Despite decades of effort into shrinking down electronic circuits, computer chips of today are still made on relatively large wafers that pack no more than hundreds of circuits on their surfaces. But a new project funded by the NSF and DARPA aims to change that with the help of microscopic slivers of silicon called “chiplets.”

The technology was displayed at Xerox's Palo Alto Research Center (PARC) as a part of a new electronics manufacturing system that will borrow from a Xerox invention that, until recently, had faded from consumer attention: the laser printer.

By using a laser printer-like machine, PARC is able to precisely place tens or even hundreds of thousands of these tiny electronic circuits on a surface at the exact right location and orientation.

The chiplets could be used in microprocessors, memory or a number of other circuits present throughout a computer. But their applications aren't solely digital; they can also be used as analog microelectromechanical systems (MEMS) that are capable of sensing heat, pressure or motion.

If the system is sufficiently refined, it would enable manufacturers to print circuitry for a number of electronics – from phones won't break when you sit on them to a robotic skin capable of tactile sensation.

While the manufacturing process could be used to assemble custom machines one at a time, it also opens the door for the 3D printing of entire systems that have circuitry built in from the get-go. Still, the researchers at PARC admit that this is merely the first step in establishing a process that is years away.

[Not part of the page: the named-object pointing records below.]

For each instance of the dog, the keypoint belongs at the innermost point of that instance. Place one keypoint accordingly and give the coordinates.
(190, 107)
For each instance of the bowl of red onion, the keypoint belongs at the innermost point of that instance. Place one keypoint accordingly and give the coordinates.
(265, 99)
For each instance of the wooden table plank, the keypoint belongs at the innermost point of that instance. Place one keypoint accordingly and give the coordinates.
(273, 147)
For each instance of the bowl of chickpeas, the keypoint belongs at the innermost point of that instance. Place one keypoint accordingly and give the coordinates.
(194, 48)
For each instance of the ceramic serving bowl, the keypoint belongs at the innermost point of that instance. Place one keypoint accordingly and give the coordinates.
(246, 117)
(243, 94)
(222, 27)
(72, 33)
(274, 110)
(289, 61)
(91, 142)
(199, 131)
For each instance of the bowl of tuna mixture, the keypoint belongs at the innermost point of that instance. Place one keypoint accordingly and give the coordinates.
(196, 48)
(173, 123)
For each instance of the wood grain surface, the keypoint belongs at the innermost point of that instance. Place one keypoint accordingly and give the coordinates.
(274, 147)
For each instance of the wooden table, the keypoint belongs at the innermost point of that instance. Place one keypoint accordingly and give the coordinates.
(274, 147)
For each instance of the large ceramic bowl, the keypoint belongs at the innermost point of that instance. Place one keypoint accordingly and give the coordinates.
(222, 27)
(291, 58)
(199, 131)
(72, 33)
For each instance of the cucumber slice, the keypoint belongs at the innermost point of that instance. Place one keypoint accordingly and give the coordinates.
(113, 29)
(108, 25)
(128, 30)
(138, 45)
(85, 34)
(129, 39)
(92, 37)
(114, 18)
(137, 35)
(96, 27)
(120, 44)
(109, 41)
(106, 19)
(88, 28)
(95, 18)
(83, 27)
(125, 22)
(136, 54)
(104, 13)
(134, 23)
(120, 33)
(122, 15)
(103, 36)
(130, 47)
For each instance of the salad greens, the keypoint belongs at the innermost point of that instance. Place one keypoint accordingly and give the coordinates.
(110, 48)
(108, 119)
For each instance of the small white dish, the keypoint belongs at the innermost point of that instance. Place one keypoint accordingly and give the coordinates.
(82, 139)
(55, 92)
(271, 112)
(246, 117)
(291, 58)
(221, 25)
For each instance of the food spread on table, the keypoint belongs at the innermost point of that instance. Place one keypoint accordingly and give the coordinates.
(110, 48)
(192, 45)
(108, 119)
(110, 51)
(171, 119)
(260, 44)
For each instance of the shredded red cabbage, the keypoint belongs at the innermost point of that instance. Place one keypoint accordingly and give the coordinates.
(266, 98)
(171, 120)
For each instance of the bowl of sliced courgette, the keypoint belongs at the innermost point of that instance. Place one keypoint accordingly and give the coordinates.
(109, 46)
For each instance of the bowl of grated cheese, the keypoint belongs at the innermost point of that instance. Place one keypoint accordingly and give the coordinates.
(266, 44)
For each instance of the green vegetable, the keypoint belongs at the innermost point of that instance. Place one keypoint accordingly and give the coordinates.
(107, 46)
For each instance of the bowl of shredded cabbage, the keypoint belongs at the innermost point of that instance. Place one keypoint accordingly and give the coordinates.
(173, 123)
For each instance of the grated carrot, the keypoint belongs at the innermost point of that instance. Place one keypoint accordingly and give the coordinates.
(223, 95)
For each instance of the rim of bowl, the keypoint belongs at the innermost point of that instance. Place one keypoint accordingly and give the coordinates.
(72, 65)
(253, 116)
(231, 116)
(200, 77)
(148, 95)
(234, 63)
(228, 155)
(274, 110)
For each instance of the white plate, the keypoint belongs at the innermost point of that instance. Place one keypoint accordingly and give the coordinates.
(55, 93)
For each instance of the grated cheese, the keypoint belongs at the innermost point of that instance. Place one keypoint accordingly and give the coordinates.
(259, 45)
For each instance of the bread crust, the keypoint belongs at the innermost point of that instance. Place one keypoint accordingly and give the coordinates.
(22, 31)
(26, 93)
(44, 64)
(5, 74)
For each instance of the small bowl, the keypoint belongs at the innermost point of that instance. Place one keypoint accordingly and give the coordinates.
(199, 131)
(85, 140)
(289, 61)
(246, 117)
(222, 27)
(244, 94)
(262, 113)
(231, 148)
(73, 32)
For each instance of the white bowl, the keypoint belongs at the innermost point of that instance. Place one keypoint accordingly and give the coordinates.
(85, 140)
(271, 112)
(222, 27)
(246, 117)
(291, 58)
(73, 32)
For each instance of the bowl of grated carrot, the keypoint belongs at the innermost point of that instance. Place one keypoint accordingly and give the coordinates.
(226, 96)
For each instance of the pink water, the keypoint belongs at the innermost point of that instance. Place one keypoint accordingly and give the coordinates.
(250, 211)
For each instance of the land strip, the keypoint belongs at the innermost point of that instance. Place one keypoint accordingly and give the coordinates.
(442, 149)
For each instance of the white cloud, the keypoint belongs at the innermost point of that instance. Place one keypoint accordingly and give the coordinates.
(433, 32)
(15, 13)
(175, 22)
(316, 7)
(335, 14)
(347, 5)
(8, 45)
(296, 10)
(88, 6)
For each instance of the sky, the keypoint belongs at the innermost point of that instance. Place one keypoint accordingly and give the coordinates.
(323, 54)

But what is perhaps more intriguing about this technology is its outright refusal to follow Moore's Law. Instead of trying to double the number of transistors crammed onto a chip, this technology looks instead to bolster computing power by sprinkling transistors across a much larger surface.

The chiplets first sit suspended in a fluid, but when they settle onto a surface they do so with the utmost precision, landing on a pattern of circuit wires at specific point of contact.

If the technology is a success, computing isn't the only industry that would see major changes. Circuit boards would no longer need to be assembled in factories, allowing for the global electronics supply chain to condense into something vastly more compact.